But I’m Not Ready Yet
“There is never a sudden revelation, a complete and tidy explanation for why it happened, or why it ends, or why or who you are. It comes in bits and pieces, and you stitch them together wherever they fit, and when you are done you hold yourself up, and still there are holes and you are a rag doll, invented, imperfect. And yet you are all that you have, so you must be enough. There is no other way.” ~ Marya Hornbacher
I’ve been using this quote a lot lately, for various reasons and people, including myself. It’s a quote that has helped me out a lot, and it takes a lot for a quote to do that. It’s a reminder for me that sometimes you can’t wait until you want to change to go ahead and change. Sometimes, you’ve just gotta dive in and, to complete the cliched analogy, completely submerge yourself in the process of change. When you jump in the pool, you jump in with the faith that you’ll pop back up to the surface, that you’ll legs will kick and your arms will reach, and that your head will break the surface and you can breathe again. But there’s always that second when you’re kicking and reaching and you’re just not there yet and there’s that touch of panic that you won’t get there in time. And then you get there.
Recovering from an eating disorder is often much the same way. You just have to jump in. No waiting for the perfect temperature. No dipping your toes in first and testing the waters. Sometimes, our bodies are ready–they need–recovery before our mind is ready. The starvation, the binging, the purging, the overexercise has taken its toll and your body screams “ENOUGH!!!” and you end up in the ER or you keep getting sick all the time or you’re just plain exhausted to the point of weakness. You can’t afford to wait for some big revelation to come to say, “Okay.

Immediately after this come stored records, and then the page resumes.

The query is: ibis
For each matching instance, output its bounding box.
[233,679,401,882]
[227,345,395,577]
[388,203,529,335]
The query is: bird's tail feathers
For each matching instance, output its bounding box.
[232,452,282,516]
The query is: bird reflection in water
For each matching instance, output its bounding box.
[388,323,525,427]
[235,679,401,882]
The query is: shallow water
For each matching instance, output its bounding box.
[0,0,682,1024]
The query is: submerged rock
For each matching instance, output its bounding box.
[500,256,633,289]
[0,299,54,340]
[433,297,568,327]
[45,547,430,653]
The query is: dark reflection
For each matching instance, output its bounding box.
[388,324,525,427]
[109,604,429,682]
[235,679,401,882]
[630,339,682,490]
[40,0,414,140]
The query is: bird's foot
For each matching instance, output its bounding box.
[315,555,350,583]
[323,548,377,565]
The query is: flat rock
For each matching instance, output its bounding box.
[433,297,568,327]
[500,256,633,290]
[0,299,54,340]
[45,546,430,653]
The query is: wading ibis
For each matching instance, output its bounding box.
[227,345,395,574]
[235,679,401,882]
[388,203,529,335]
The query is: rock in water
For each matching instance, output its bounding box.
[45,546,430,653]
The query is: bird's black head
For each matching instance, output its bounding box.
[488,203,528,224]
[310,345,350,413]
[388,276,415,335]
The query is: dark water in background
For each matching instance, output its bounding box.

I’m ready for recovery now.” If you wait that long, your body may give out completely. Sometimes, you just have to accept treatment with the blind faith that the motivation and desire will come, that you’ll make it through the initial stages of discomfort and pain and anxiety and that you’ll break the surface of the water in time to breathe again.
My decision to recover came as a result of lots of small realizations. There was no one moment that made me change, and in the beginning of the process, I wasn’t sure I was doing the right thing. I wanted the old, reliable, familiar, eating disorder. I didn’t want the anxiety and the pain of dealing with all the shit that was going on in my head as a result of getting treatment and not acting on symptoms. But I stuck with it, because I was tired of being The Sick Girl. I had no idea how not to be that person, but I knew I was exhausted. As the months went on and I continued accepting the help that was offered, more and more realizations happened that told me that recovery was what I wanted. That it was what I needed.
If you are struggling, go ahead and dive in to recovery and seek help. I don’t care if you’ve had the eating disorder for years or for weeks. An eating disorder can kill at any stage of illness. You may not be at your ‘thinnest” or your “sickest” but the eating disorder doesn’t care about such trivialities. You deserve to be free of this hell. You can be free. Go ahead and dive in and kick and reach and fight your way to the surface. The air you’ll breathe without the eating disorder is the purest air you’ll have ever taken in.